Song of the Day 3/31: Bruce Cockburn, “If I Had a Rocket Launcher”
Haven’t we all thought this in the past few months? Canadian singer-songwriter Bruce Cockburn was a folkie who had written just a few political songs before he joined a 1983 trip, sponsored by the international relief organization Oxfam, to Guatemalan refugee camps in Mexico. He wrote of the experience,
The refugees were the survivors of terrible atrocities perpetrated by a vicious miliatary government in their homeland. In the fragile shelter of the camps, they were starved, denied medical care, and were still subjected to attacks by the Guatemalan army. The notes for this song were written over tears and a bottle of Bell’s [Scotch] in a tiny hotel room in San Cristobal de las Casas, the nearest town to these camps.
It appeared on his 1984 album “Stealing Fire,” and generated some controversy. Canadian broadcasters censored the final line, “Some son of a bitch would die,” by fading the song before it ended. Yet an accompanying video got some play on MTV, boosting his career in the U.S., where his 1979 single “Wondering Where the Lions Are” made him a one-hit wonder.
The song’s palpable anger was often taken as a call to arms, which Cockburn, a Christian, took pains to clarify over the years. One interviewer asked him, “Would you really not hesitate?”
“If I had a rocket launcher?” he answered. “Well, I guess it depends on the context, you know? If I had a rocket launcher and I was in that refugee camp at the time that I thought of that song, yes, I would use it, but I would hope I never find myself in that situation.”
Years later, he elaborated,
Up to that point, I had not been particularly supportive of the violent overthrow of government and that sort of stuff. But there I was in this refugee camp, hearing these unbelievable stories of the atrocities these people had fled from, stories that were beyond anything the grossest slasher movie could come up with, and in the background was this helicopter going back and forth along the border. The Guatemalan flyers had a recent history of having strafed the camps from the air, even though the camps were in Mexico.
The desperate condition these people were in, and their dignity in the face of that desperation, all this horror made me feel the people in those helicopters had surrendered their humanity long since. I actually had great reservations about recording it. And then I thought once I had recorded it, “The radio people are never going to play that song.” And of course it got a lot of radio play.
Cockburn’s subsequent work addressed political concerns, particularly in the Third World, more frequently after that trip. In 2009, he visited Afghanistan, where his younger brother was serving as a doctor in the Canadian Army. After he sang it for the troops, the Canadian commander presented him with a rocket launcher. He had to give it back, of course.

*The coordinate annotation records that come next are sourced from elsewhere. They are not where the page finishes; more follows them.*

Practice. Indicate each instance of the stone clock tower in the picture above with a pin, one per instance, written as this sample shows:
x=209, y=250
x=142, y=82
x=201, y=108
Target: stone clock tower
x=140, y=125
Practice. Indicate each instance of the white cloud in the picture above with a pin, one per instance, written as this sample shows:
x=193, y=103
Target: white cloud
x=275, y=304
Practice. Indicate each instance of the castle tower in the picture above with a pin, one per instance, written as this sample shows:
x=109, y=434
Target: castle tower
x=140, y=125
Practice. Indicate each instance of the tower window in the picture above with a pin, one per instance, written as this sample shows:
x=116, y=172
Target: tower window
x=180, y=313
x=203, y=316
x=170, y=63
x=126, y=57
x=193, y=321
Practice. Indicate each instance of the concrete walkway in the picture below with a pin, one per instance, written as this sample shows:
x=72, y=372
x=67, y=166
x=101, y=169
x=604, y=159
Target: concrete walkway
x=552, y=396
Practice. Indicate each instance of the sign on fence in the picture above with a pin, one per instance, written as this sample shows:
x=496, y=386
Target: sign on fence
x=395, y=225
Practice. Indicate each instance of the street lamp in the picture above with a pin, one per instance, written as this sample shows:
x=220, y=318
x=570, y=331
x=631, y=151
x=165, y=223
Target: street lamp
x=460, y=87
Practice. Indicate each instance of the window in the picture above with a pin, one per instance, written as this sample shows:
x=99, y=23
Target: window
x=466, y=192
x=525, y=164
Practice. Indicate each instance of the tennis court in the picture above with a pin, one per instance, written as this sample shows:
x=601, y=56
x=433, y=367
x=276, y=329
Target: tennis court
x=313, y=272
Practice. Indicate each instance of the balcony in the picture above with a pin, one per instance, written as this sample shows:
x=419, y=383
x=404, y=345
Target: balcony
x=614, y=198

“I don’t know whether I’m violent or not,” he once told an interviewer. “I don’t know if I have the talent for it. I think probably I’m chicken, if anything.”
Few have combined their musical gifts with powerful political motifs better than Bruce Cockburn.
He’s always been one of my faves.
This is perhaps a perfect song:
https://www.youtube.com/watch?v=mN2uMVYwmqc
Yes, it is. My favorite of his. Every time I hear it somebody starts cutting onions nearby.